Pero el cine fantástico no fue el único ingrediente que echamos en falta en los cines Palafox. También se ausentó la picardía, la sonrisa, la alegría, la bordería, el desparpajo y los grandísimos comentarios de Leti, nuestra Leti. La pequeña gran Leticia Dolera estaba rodando allende los mares y nos dejó un vídeo a modo de disculpa por no poder acompañarnos este año, que a punto estuvo de convertirse en lo mejor de la muestra. También nos pedía que tratásemos bien a su sustituta y amiga, la actriz Alexandra Jiménez, que apareció tres o cuatro veces durante el fin de semana y no supo adaptarse al ambiente gamberro de la sala. Nerviosa, tiesa como si se hubiera tragado un palo de escoba y sin saber muy bien cómo contestar las burradas del público. O la asustamos con el griterío o la alargada sombra de la Leti la dejó chiquitita sobre el escenario.

Siempre nejatifo nunca positifo, me diréis. Pues no acaba ahí la cosa. Los organizadores tuvieron el detallazo de obsequiarnos con un secuestro tecnológico en la primera película. Supongo que se escudaban en que era un preestreno de producción de gran presupuesto, pero la estupidez supina se asentaba en dos elementos fundamentales:

1 – Dicha película se estrenaba al día siguiente, por lo que había que ser muy rápido para grabarla, subirla a la gran red y que alguien se la descargara en menos de doce horas.

2 – No sólo confiscaban móviles, cámaras y aparatos con capacidad para grabar imágenes, sino que los muy listos tenían orden de recaudar TECNOLOGÍA, así, en mayúsculas. Así que si tenías un disco duro externo, un reloj con calculadora o un termómetro rectal digital, estabas jodido. Vale, las dos últimas igual no, pero lo del disco duro es verídico.

Menos mal que todas las chapuzas festivaleras las suplimos con la excelente compañía que tuvimos al lado. Allí estaban Eli, Carlos, Ana, Jose, Paco, Rafa, Almu, Raúl, Iban y Bea para comentar cada plano, cada muerte, cada chiste, cada cola, cada coca-cola, cada galleta de avena comprada en el chino. Ellos son los mayores culpables de que el festival se haya hecho tan adictivo.
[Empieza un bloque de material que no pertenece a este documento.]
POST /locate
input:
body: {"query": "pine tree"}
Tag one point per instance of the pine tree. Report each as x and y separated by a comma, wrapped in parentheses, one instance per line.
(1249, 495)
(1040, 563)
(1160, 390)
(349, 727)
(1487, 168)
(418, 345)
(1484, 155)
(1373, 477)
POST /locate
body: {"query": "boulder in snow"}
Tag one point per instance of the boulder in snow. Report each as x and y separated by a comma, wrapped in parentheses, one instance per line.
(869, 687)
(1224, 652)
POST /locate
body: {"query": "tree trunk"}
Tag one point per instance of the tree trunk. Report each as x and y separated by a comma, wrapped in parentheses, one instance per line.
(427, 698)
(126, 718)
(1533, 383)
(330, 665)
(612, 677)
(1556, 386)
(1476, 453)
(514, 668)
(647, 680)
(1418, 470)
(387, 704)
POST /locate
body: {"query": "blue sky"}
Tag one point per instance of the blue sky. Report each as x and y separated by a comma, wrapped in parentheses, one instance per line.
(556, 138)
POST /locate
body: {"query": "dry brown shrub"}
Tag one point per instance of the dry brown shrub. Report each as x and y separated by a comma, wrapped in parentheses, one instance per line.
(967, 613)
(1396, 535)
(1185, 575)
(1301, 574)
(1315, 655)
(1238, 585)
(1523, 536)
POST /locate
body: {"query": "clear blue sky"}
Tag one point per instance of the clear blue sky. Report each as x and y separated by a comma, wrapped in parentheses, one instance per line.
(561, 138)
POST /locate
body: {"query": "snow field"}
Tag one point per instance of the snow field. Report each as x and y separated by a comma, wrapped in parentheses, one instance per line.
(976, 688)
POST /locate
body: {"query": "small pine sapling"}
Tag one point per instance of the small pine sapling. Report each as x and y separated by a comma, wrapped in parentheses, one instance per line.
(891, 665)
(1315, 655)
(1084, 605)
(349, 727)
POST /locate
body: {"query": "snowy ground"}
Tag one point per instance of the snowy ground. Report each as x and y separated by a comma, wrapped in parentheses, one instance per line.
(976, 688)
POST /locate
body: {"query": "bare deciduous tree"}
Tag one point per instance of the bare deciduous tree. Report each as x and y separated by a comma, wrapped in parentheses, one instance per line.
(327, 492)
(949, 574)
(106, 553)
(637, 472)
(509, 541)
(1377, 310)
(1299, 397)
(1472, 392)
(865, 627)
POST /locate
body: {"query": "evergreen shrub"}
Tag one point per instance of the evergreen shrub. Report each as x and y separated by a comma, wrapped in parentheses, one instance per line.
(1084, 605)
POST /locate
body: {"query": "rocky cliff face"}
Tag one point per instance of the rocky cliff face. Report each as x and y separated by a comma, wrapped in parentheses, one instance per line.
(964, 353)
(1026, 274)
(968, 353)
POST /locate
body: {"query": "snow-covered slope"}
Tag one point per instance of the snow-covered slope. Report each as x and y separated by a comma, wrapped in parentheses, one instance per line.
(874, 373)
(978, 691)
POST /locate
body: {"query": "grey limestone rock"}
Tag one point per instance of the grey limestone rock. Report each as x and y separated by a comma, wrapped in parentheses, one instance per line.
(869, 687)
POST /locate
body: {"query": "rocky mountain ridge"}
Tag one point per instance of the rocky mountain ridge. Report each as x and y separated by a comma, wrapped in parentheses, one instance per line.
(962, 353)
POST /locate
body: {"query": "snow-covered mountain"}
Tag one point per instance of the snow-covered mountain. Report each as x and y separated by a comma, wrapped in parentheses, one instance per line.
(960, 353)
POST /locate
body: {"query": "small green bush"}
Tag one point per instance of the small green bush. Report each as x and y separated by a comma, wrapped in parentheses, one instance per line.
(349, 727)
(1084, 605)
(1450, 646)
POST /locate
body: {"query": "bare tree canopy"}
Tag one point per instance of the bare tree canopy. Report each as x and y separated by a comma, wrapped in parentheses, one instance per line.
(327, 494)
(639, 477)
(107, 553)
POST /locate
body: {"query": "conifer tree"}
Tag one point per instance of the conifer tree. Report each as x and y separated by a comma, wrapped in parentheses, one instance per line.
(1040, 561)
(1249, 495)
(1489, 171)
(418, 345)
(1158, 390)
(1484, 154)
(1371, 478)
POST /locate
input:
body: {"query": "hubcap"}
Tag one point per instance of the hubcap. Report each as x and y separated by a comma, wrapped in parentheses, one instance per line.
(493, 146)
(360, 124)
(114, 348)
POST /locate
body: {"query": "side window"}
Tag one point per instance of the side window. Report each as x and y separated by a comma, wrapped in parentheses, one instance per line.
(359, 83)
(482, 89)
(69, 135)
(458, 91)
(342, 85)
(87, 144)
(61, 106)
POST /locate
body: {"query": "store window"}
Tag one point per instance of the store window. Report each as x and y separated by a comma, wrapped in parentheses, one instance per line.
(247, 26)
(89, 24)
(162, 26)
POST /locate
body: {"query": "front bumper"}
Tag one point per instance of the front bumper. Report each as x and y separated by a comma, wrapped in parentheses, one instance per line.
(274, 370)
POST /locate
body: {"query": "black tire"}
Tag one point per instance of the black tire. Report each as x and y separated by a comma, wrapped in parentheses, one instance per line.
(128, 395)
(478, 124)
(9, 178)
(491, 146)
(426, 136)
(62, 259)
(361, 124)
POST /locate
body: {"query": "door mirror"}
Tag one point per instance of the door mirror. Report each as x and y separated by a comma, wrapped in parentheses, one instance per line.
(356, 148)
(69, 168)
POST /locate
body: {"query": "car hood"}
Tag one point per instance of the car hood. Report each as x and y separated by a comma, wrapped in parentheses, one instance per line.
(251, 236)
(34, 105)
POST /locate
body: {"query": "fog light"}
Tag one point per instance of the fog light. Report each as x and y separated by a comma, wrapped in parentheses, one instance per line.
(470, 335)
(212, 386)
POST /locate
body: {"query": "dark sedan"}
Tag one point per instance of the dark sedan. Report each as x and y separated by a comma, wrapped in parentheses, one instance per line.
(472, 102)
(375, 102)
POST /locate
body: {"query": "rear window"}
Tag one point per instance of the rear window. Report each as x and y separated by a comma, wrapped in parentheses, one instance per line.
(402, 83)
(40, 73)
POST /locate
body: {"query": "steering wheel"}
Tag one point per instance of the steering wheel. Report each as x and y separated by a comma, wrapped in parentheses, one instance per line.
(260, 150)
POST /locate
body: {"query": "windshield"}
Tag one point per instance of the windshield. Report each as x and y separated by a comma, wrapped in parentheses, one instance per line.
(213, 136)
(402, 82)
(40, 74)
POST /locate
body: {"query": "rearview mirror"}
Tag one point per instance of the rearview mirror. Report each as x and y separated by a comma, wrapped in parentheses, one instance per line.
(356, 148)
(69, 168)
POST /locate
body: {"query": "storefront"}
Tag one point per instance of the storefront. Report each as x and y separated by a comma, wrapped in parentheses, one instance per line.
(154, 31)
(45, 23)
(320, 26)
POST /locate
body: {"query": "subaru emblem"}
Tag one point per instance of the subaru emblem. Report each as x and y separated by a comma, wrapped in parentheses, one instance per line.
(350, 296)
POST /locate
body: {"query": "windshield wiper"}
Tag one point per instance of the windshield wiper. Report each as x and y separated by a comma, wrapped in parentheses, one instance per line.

Y poco más. Demos comienzo con el siguiente post a las pseudo-críticas del festival que, esta vez, aprovechando la calidad de los films, podrán ir agrupadas convenientemente a criterio del autor.

Quicir, yo.

4 thoughts on “VIII MUESTRA SYFY

  1. Qué razón tienes, no hay nada como la buena compañía para convertir cualquier bodrio en un espectáculo divertido, y para hacer que la muestra fuera mucho más interesante de lo que objetivamente fue.

    ¡¡Saludosss!!

  2. Yo creo que hasta que Alexandra no se quedó a sufrir, digo… ver Giallo, no entendió el espíritu del festival.

    Y dejad de meteros con mis galletas de avena, que están cojonudas.